The wines that worked best occupied a middle ground between these extremes.  They had fruity, almost juicy personalities, and served much the same function as chutney does with curry, providing succulent solace.  We’re recommending three reds and two whites, but with this pairing color turns out to be much less important than style.  Lush, ripe fruit flavor is the key.



Approx. Price





Bogle, California Petite Sirah 2008








Bogle’s value-priced Petite Sirah has helped inspire renewed consumer interest in this California varietal, in part because unlike more supposedly “serious” renditions, it tastes smooth and succulent rather than brawny or muscular.  Those qualities are precisely what made it work well with this dish, as bright fruit rather than forceful tannin came to the fore. 



Cantele, Salento (Italy) Primitivo IGT 2008

(Imported by Vias Imports Ltd.)





Fresh red berry fruit enhanced by echoes of briary spice distinguished this supple wine.  Unlike a more powerful California Zinfandel, it did not seem hot or overbearing, but instead allowed the flavors of the dish to have their say. 

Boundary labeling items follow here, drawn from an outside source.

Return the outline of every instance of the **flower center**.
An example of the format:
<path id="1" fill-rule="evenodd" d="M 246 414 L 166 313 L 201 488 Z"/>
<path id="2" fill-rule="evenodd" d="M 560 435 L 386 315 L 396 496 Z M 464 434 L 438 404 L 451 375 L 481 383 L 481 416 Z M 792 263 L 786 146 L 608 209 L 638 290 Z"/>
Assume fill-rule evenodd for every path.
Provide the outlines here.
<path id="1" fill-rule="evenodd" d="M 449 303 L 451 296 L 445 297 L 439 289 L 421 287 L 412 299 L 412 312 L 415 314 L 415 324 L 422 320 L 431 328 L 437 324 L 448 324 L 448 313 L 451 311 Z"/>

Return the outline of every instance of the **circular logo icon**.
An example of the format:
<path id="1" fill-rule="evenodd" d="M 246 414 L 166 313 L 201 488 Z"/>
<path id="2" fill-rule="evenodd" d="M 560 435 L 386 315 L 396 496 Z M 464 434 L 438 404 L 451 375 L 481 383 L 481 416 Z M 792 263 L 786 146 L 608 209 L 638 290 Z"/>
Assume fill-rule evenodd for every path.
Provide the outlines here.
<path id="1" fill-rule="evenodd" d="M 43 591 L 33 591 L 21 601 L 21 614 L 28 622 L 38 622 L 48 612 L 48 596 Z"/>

Cent’Are, Sicilia (Italy) Nero d’Avola IGT 2006

(Imported by Wine Wave)





Fully mature but not dry or pasty, this dark red tasted surprisingly lively.  As with all the reds we’re recommending, it seemed juicy, with a hint of sweet spice augmenting its primary fresh fruit flavors.



Mendel, Mendoza (Argentina) Semillon 2010

(Imported by Vine Connections)






Very bright and fresh, with a fleshy texture and a succulent bouquet, this wine tasted of citrus and tropical fruits, with hints of honey and coconut in the finish.  It had more than enough heft to hold its own with the chicken, while at the same time being lively and vivacious.


Elena Walch, Alto Adige (Italy) Pinot Bianco 2009

(Imported by The Country Vintner)




A rich white, with echoes of honeysuckle and other flowers in the bouquet, this wine tasted of apple and pear fruit with a hint of vanilla in the finish.  It seemed substantial but in no sense heavy, so proved refreshing, especially given the spice in the curry.